Tal día como hoy, el 20 de diciembre de 2015, voté por primera vez, a la edad de 24, en unas elecciones generales. Lo hice por Ciudadanos. Pude haberme estrenado como elector en las anteriores de 2011, pero mi interés político entonces era comparable al del español medio por la liga eslovaca de hockey sobre hielo.
Aquel 20 de diciembre se materializó la revolución política, fruto de la corrupción y del tedio del turnismo bipartidista, con la imponente entrada en el Congreso de dos nuevos actores políticos que cabalgaban a hombros de la juventud: Podemos (con 69 escaños) y Ciudadanos (con 40). Partidos que llevaban año y medio copando los medios de comunicación (lo atractivo y lo novedoso es lo que vende) desde que a finales de mayo de 2014 consiguiesen representación en el Parlamento Europeo.
[Es cierto que Ciudadanos llevaba ya casi una década guerreando en solitario en Cataluña contra nacionalistas e independentistas. Sin embargo, con el salto al panorama nacional hay un punto y aparte entre Ciutadans y Ciudadanos].
Han pasado siete años que parecen siete lustros por la intensa actividad política vivida desde entonces. Una abdicación real (poco antes, pero por mor del ruido de la cuchilla guillotinera que afilaba Podemos), un referéndum ilegal, un golpe de Estado (que duró un microsegundo en el metaverso), una moción de censura, constantes performances parlamentarias (que tienen en Gabriel Rufián a su máximo exponente), un fin de régimen en Andalucía y etcétera.
Con la llegada de estos dos nuevos actores, a los que más adelante se sumaría Vox, la política española cambió de forma irreversible. De un turnismo funcionarial con políticos del siglo XX se pasó a un show de pasiones teatrales, a la espectacularización de la política como si esta fuese un serial adolescente de Netflix. De los 350 diputados a los 280 caracteres. De Rubalcaba y Rajoy a Echenique y Cantó.
Una espectacularización que uno, en su faceta de periodista, no podía dejar de agradecer (¡cuántos nos hicimos columnistas al calor de aquellos fuegos!).

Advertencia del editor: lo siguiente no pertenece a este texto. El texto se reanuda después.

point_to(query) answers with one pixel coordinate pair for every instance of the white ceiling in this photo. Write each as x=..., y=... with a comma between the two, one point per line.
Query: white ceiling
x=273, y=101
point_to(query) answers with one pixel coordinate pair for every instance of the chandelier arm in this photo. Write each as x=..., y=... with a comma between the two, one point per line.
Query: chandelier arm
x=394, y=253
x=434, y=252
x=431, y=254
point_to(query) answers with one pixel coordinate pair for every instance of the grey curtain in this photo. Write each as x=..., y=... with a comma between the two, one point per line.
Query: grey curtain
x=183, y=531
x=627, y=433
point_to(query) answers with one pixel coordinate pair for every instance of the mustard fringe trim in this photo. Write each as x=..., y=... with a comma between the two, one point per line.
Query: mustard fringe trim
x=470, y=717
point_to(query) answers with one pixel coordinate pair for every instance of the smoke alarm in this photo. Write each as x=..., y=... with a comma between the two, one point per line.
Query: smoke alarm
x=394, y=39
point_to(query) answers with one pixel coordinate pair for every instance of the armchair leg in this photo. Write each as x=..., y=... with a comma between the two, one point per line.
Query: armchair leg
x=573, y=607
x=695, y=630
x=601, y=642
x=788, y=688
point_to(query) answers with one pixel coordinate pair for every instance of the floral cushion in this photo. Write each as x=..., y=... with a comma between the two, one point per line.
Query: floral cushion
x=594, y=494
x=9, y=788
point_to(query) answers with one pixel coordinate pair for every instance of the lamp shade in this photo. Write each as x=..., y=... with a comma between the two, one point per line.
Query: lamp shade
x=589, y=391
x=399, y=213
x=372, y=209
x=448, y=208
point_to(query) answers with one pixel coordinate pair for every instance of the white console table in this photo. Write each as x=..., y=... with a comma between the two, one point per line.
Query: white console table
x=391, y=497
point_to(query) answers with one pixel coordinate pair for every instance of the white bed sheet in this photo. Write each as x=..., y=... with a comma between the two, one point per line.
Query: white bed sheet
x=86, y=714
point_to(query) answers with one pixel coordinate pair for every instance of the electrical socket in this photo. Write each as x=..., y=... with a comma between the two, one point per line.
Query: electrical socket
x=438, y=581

Como ciudadano, yo sospechaba que disfrutar de una sesión de control en el Congreso como si se tratase del reality show de moda era una anomalía y una ruina para la democracia. La política tiene que ser aburrida. Y si no es así, la cosa no va en serio.
Es cierto (aunque hoy todavía sobreviven con respiración asistida) que ambos proyectos se quemaron pronto por ser plataformas personalistas y coyunturales. Así, a Ciudadanos y Podemos les llegó la sentencia de muerte cinco años después de su irrupción en la política española con las elecciones del 10 de noviembre de 2019, cuando el partido de Rivera se quedó en diez escaños y el de Iglesias, en 35.
Albert Rivera se despidió de la política a la mañana siguiente. Pablo Iglesias, al que de purito rebote le cayó la vicepresidencia, no se cortó la coleta política hasta un año y medio después, a sabiendas de que su criatura estaba más que amortizada.
Pasaron los actores de esta transición, pero su manera de hacer ha quedado en el Congreso. Dejaron cosas buenas. El acercamiento de la juventud a una política que estaba anquilosada, la mayor vigilancia y menor permisividad ante la corrupción, o la renovación de los políticos gracias a las limitaciones de mandato y los procesos "democráticos" intrapartidistas.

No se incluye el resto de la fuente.